Thanks to Toomas, Bronkoo, Keith, Marcel, and Bill for all the suggestions
to get this pool rescued - I had to use all of the mentioned options !

Especially the ddrescue disk clone tip from Keith was worth a ton of gold,
since that saved me in the very last moment from loosing the whole pool.
Cloned, checked the label directly before exchange for matching TXGs
again, and the exchange went smoothly, the label got updated correctly.

Indeed, after that I lost another 2nd disk in a vdev, and this time
that gave me 35k errors (interestingly, the pool didn't block), but all
except one single file was recoverable ! All in all 4 disks died in that
process, and 4 additional disks are considerably broken, but luckily all
spreaded across the vdevs, so no immediate problem if they fail now.

I started backup copy operations immediately, (despite the resilvering pool)
which are still ongoing, as there are 200 TB to save to a space I had to find
first, since we have no backup facility of that size affordable (the data
was ment to be in a temporary state that would be transformed and transferred to
an archive later, but it lasted a bit too long on that pool), so a bit of
begging and convincing central operations staff was necessary ...

As I can't 'zpool replace' the rest of the broken disks since the
broken expander chip causes all other disks to spit errors as hell,
I would go down the ddrescue path again to clone and directly replace
those disks, that seems to be a recommendable practice in such cases,
as the rest of the vdev disks are not accessed, but pool writes should be
strictly supressed during such an operation to have consistent TXGs.

I also found that when a disk replacement goes wild very early, its
the best thing to immediately pull the replacement and put back in
the disk to be replaced.
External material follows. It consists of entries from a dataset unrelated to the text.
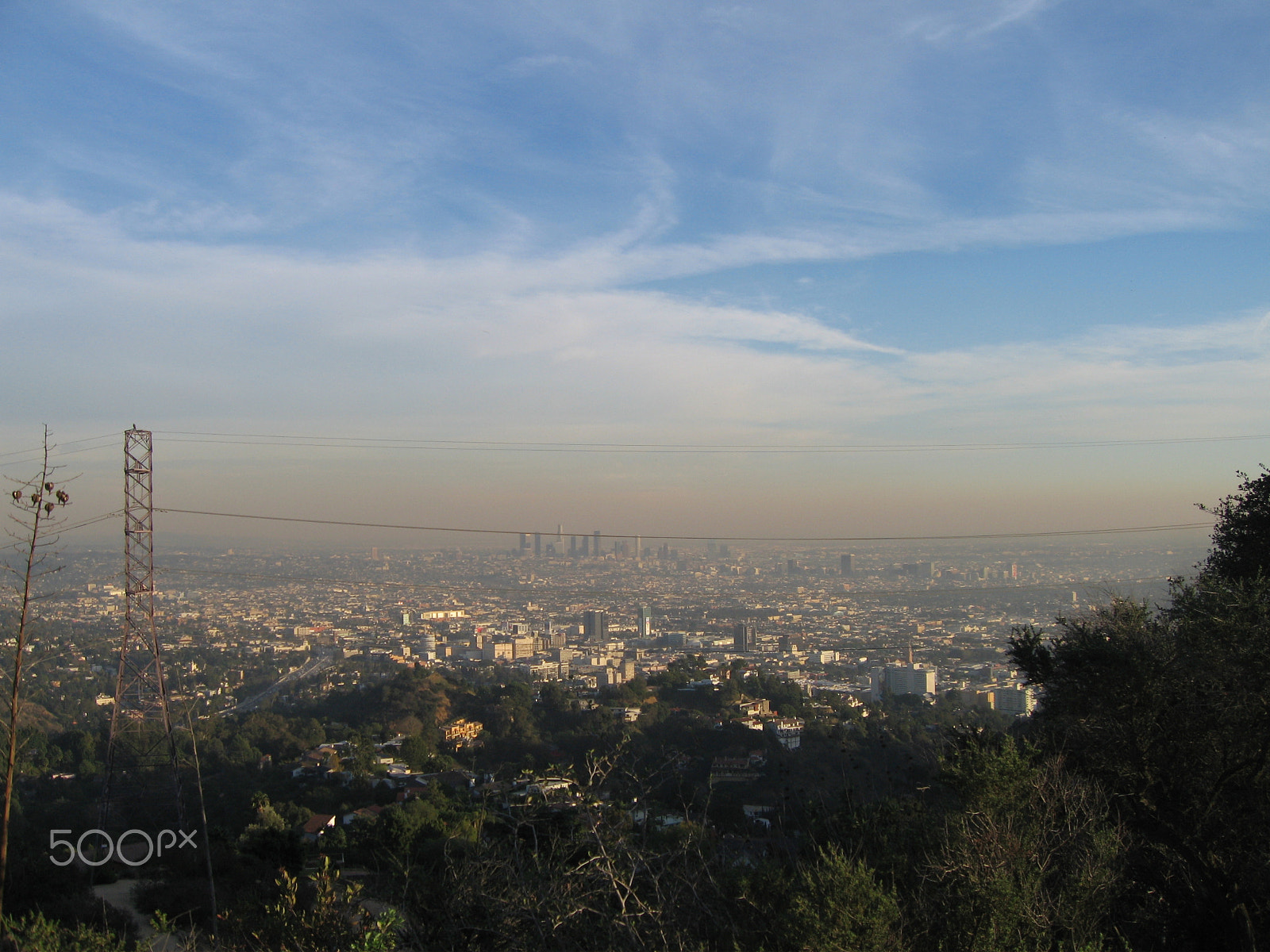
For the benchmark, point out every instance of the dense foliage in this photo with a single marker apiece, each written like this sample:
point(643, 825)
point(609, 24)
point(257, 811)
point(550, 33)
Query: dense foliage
point(1130, 812)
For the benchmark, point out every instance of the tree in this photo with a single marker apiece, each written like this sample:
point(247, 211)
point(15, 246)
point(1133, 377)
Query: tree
point(35, 505)
point(1241, 537)
point(1170, 712)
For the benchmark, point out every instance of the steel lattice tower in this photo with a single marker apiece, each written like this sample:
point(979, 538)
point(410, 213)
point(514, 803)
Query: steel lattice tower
point(143, 778)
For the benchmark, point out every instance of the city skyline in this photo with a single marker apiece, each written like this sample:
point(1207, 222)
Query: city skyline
point(835, 273)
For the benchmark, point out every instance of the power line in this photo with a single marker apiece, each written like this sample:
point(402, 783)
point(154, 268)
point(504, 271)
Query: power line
point(660, 448)
point(59, 448)
point(1174, 527)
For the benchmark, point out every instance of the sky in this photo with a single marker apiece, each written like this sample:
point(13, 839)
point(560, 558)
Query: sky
point(1016, 249)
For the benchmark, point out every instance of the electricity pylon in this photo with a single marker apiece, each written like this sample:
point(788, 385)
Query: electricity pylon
point(143, 777)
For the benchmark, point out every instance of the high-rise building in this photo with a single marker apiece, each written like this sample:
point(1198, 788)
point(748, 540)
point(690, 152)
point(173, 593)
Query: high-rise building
point(595, 626)
point(905, 679)
point(1020, 701)
point(645, 622)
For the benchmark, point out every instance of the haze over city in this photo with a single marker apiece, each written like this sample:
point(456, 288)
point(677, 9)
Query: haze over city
point(711, 232)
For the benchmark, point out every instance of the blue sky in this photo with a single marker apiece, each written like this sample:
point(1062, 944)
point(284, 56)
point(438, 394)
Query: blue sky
point(816, 224)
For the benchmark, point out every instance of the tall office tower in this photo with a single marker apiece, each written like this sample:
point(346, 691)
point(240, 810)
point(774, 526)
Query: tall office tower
point(595, 626)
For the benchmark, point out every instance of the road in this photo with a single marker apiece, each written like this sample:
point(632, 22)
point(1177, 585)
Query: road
point(315, 664)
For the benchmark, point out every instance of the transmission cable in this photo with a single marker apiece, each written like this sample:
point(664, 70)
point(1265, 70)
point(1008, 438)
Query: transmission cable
point(1126, 530)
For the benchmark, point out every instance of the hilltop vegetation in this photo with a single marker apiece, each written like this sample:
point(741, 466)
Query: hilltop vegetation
point(1130, 812)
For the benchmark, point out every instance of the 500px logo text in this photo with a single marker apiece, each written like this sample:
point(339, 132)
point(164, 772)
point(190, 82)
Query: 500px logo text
point(101, 850)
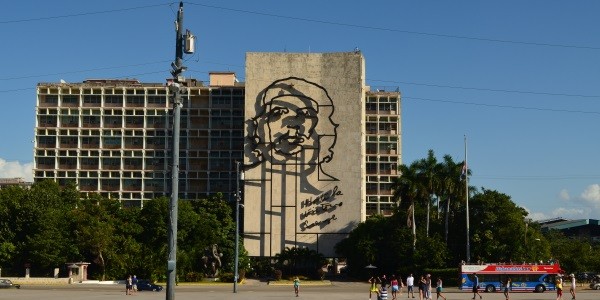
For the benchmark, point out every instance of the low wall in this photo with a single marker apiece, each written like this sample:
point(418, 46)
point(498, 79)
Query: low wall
point(56, 281)
point(38, 280)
That saved me from loosing all, in another
event.

Since the machine (an 8 year old DataOn CIB-9470V2 dual node
storage server) now also has failing 12V/5V power rails, that one
has to go now. Trying to get an all-flash dual node one, the NVME
ones are now in a reachable-for-us price region, and would be MUCH
faster.

So these are the essential lessons learned from this experience:

1.-10. BACKUP, if you can ...

11. Nothing is as permanent as temporary data ...
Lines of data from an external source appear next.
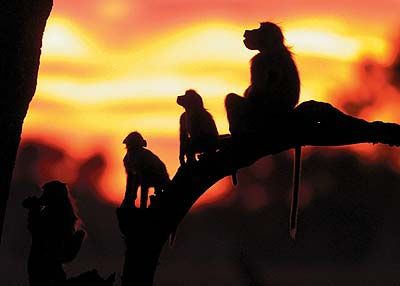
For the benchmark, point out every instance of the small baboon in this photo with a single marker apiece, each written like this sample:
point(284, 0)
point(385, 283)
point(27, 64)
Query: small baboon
point(272, 95)
point(198, 132)
point(143, 168)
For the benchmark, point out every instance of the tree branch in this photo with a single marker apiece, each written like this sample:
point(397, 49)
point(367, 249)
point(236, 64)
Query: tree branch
point(312, 123)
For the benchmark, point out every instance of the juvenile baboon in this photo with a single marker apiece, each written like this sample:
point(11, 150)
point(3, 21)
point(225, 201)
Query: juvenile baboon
point(143, 168)
point(272, 95)
point(198, 132)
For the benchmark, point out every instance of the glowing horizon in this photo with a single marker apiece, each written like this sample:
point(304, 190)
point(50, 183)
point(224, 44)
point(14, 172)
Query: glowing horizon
point(92, 87)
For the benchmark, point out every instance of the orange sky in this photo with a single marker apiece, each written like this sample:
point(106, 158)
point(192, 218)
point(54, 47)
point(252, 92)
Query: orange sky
point(113, 66)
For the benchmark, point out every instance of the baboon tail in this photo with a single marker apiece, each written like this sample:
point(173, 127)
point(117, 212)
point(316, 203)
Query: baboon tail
point(234, 178)
point(295, 194)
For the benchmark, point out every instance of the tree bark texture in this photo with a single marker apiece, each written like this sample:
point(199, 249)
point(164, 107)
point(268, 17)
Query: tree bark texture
point(22, 24)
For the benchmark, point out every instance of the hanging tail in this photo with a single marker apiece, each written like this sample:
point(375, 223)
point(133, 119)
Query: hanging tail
point(295, 194)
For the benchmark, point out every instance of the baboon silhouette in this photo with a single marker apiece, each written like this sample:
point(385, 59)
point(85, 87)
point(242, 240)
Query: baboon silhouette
point(272, 95)
point(55, 240)
point(198, 132)
point(143, 168)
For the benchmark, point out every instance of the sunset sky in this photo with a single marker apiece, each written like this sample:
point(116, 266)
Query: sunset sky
point(109, 67)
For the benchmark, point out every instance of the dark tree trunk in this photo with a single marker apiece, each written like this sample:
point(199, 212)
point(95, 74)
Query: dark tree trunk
point(22, 23)
point(314, 123)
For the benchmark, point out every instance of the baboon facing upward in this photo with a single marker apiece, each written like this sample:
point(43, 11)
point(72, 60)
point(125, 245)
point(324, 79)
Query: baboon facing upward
point(274, 87)
point(143, 168)
point(272, 95)
point(198, 132)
12. Check your disks health regularly, either smartmontools or a
     regular, but not too often applied scrub. Disk problems seem
     to often pile up silently, causing havoc and desaster when a
     more serious, but otherwise recoverable event arises.
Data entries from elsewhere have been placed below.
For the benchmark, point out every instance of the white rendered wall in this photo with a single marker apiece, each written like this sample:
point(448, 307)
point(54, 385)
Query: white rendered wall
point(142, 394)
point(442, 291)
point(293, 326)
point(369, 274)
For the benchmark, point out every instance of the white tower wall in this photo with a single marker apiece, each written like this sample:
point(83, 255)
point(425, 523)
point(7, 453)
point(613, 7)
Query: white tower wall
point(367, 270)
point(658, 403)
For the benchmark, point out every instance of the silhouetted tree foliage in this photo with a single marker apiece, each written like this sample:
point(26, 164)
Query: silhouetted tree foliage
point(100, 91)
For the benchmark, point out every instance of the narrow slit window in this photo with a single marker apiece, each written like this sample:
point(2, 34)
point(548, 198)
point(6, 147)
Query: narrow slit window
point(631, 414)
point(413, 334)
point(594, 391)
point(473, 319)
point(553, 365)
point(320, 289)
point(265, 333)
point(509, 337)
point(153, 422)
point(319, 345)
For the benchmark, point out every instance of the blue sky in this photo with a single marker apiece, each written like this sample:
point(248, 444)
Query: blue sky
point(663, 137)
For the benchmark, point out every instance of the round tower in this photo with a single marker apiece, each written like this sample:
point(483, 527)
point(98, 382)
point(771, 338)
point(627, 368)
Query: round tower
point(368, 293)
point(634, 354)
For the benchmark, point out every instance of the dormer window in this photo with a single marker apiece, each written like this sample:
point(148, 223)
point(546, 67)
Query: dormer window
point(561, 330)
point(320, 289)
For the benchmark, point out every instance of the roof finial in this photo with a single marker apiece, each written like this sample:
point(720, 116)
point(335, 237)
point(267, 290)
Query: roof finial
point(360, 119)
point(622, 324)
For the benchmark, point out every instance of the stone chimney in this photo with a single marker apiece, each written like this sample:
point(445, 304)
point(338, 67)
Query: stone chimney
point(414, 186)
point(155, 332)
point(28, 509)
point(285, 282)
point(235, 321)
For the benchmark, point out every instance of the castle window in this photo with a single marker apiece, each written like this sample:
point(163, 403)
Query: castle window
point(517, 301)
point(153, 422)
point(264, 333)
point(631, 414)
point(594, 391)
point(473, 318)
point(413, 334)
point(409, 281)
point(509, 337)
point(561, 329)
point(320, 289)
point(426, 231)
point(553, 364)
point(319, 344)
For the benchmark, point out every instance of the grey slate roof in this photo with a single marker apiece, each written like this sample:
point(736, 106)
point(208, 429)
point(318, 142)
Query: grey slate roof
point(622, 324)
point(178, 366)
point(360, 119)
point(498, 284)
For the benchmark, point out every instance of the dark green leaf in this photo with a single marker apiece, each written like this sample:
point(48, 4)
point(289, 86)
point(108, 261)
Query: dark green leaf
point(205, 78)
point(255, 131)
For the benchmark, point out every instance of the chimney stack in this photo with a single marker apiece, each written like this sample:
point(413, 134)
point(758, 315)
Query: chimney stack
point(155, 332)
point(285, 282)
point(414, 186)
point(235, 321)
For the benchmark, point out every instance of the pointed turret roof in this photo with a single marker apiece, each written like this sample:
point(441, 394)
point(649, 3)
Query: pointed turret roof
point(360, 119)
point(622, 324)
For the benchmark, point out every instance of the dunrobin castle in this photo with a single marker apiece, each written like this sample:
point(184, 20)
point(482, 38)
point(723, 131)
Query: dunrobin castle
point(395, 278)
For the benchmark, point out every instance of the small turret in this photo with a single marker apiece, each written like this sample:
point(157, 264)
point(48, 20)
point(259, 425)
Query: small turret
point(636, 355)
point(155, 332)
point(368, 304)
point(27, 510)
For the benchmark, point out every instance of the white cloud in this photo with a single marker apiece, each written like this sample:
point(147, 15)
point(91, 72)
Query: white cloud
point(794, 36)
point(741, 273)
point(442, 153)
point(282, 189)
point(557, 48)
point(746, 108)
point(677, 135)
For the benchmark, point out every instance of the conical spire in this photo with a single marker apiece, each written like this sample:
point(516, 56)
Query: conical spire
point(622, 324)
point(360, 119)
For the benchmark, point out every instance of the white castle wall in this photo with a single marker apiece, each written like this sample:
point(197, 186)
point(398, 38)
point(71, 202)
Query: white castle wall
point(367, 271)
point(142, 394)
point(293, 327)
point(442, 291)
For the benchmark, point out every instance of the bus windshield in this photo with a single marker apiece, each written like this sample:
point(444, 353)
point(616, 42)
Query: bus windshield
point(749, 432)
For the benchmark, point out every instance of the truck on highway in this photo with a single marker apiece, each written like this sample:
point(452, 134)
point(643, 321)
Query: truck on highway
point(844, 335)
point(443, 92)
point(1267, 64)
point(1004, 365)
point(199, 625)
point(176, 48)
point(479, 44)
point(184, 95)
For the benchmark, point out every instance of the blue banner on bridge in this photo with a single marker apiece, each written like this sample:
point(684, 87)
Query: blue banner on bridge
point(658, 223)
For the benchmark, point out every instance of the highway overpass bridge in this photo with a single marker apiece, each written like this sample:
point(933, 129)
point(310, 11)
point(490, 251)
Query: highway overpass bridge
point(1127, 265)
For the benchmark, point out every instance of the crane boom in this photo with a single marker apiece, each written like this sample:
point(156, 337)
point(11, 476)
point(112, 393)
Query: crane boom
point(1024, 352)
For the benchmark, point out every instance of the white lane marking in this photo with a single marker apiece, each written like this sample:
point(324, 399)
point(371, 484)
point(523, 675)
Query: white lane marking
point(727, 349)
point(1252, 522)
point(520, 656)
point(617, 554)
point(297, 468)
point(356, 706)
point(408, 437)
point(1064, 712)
13. In case of a 2nd disk failure in a vdev on the rise, clone the
     the worst one (or the one that is still accessible) before the
     fatal failure of both disks. smartmontools are your friend.

14. Do not export a failing pool. If you have to export, try all
     measures to get it into an easily recoverable state before.
     And do not switchoff the machine in panic.

15. Stop a disk replacement immediately if that goes downhill early.

16. Be patient. Let ZFS do its thing. It does it well.

17. ZFS rocks, it's simply the safest place on earth for your data !

Thanks again for all that valuable help !
-- 
Dr.Udo Grabowski  Inst.of Meteorology & Climate Research IMK-ASF-SAT
https://www.imk-asf.kit.edu/english/sat.php
KIT - Karlsruhe Institute of Technology          https://www.kit.edu
Postfach 3640,76021 Karlsruhe,Germany T:(+49)721 608-26026 F:-926026


[-- Attachment #2: S/MIME Cryptographic Signature --]
[-- Type: application/pkcs7-signature, Size: 5804 bytes --]

^ permalink raw reply	[flat|nested] 11+ messages in thread

* RE: [discuss] Disk resilvering problem
  2024-08-02 12:53 ` Udo Grabowski (IMK)
@ 2024-08-02 18:43   ` Keith Hall
  0 siblings, 0 replies; 11+ messages in thread
From: Keith Hall @ 2024-08-02 18:43 UTC (permalink / raw)
  To: illumos-discuss

You're welcome. ddrescue has saved the day enough times for me to not share the concept! 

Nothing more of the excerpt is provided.